Graves Soil
Tales of a Gravedigger
Ian Shipley

Book reviews

Lincolnshire Echo ( 7/6/06 )

Ian Shipley's Tales of a gravedigger is packed with funny and terrifying stories.

He said there was always time for a practical joke - even in the cemetery.

There was the time when we found a manikin that someone had just chucked over the wall", he said. "We ripped the arms and legs off and stuck them in the top of a grave - it looked quite realistic". Unfortunately the little old lady who walked past it didn't have the same view - she did not see the funny side and had an absolute fit about it.

Mr. Shipley also said that the job made some of his co-workers a little nervous.

"A group of nuns walked through the graveyard every day. They're always in single file and they looked a bit strange, but they're just on their way to the local convent. We had one lad who convinced himself they were ghosts. Every morning he'd freeze when he saw them. He would close his eyes and not open them until they had passed - he wasn't joking he was genuinely scared".

The book describes the sickening regular occurrence of putting a foot through a coffin, leaving the digger ankle-deep in stagnant water and human remains. It also gives horrific accounts of the trauma of exhuming murdered children.

Review by James Newall.

Fortean Times magazine ( 2007 )

This chatty little book starts with the 150-year history of Newark cemetery, in which the author dug more than 2, 000 graves by hand over the last two decades.

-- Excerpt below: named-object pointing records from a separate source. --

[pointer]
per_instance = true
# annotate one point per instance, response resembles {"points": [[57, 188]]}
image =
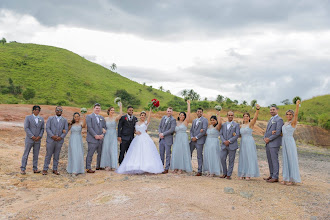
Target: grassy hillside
{"points": [[59, 76]]}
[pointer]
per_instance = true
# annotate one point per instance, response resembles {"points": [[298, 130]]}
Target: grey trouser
{"points": [[92, 147], [52, 148], [36, 148], [163, 147], [223, 157], [199, 147]]}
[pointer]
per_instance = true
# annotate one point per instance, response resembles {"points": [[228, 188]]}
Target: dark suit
{"points": [[126, 129], [32, 129]]}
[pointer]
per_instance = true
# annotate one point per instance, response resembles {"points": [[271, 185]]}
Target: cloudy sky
{"points": [[249, 49]]}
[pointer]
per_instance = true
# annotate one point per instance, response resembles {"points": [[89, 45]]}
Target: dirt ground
{"points": [[107, 195]]}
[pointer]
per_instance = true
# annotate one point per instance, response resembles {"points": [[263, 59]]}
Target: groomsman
{"points": [[166, 129], [95, 125], [197, 135], [34, 129], [229, 134], [57, 129], [273, 143], [126, 129]]}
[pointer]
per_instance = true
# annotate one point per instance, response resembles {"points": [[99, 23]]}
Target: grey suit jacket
{"points": [[33, 129], [56, 128], [195, 130], [167, 128], [228, 135], [274, 125], [94, 128]]}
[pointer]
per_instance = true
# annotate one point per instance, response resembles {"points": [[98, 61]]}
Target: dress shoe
{"points": [[272, 180], [90, 171], [55, 172]]}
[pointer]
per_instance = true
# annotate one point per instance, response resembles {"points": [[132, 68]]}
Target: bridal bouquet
{"points": [[153, 104], [83, 110], [117, 100], [218, 107]]}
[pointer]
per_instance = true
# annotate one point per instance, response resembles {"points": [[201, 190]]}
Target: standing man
{"points": [[34, 129], [197, 135], [166, 129], [229, 134], [126, 129], [57, 129], [273, 143], [95, 125]]}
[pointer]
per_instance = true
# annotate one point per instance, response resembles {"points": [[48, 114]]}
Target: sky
{"points": [[250, 49]]}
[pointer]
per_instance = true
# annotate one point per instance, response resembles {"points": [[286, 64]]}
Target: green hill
{"points": [[59, 76]]}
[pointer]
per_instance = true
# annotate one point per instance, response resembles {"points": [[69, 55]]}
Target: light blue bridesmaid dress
{"points": [[211, 156], [75, 151], [109, 156], [248, 161], [181, 156], [290, 156]]}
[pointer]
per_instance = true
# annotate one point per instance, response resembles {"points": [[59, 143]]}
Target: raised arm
{"points": [[218, 127], [120, 111], [149, 116], [254, 120], [186, 122], [295, 118]]}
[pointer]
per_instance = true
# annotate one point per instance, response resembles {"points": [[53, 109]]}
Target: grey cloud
{"points": [[171, 20]]}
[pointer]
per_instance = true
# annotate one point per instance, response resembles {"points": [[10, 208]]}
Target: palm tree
{"points": [[113, 66]]}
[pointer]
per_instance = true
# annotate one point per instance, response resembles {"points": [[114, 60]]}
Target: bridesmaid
{"points": [[76, 146], [291, 173], [109, 156], [248, 161], [181, 156], [211, 159]]}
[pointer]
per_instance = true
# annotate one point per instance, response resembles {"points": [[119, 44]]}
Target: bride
{"points": [[142, 155]]}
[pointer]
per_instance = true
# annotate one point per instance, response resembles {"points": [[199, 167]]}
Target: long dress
{"points": [[290, 156], [142, 155], [109, 156], [75, 151], [181, 156], [248, 160], [211, 156]]}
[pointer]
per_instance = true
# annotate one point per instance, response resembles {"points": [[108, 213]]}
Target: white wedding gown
{"points": [[142, 155]]}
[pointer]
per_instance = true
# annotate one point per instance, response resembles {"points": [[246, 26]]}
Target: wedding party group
{"points": [[138, 153]]}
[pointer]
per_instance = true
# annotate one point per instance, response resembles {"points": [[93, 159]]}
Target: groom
{"points": [[273, 143], [197, 135], [229, 134], [126, 129], [166, 129]]}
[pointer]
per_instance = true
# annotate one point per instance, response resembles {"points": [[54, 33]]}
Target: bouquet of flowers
{"points": [[117, 101], [153, 104], [218, 107], [83, 110]]}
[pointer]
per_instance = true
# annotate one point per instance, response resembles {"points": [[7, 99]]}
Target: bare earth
{"points": [[107, 195]]}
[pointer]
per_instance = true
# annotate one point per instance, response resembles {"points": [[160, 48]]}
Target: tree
{"points": [[286, 102], [3, 40], [294, 100], [113, 67], [220, 99], [253, 103]]}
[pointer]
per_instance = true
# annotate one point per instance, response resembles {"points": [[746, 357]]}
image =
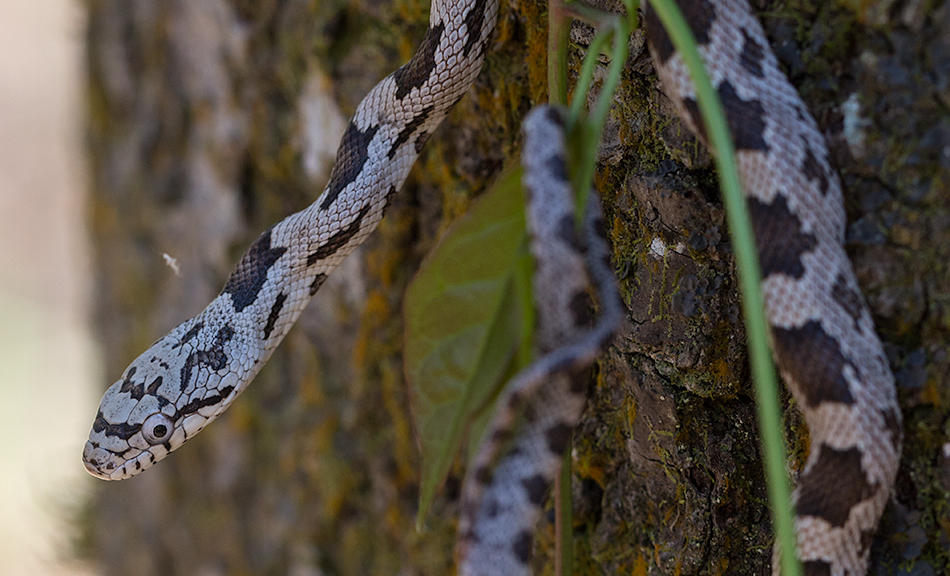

We are soon in the grave with Shipley, fighting tree roots and worrying about water logging. Superstitions saturate the field, as illustrated when Shipley excavates three feet away from an original plague pit or digs in the dark.

He worked with a man and then dug the grave of the 13-year old girl that man murdered. He has dug and reopened pauper's plots. He has of course been the butt of practical jokes, but has also seen poltergeist activity.

Shipley describes shining a light into the corner of a rediscovered vault like Carter discovering King Tut's tomb, and interring a coffin that wouldn't stay buried at sea The author doesn't stumble over any mouldering corpses, but he does recall a couple of exhumations and the reburial of dozens of remains from a crypt.

Shipley's no Indiana Jones, but there's some adventure here.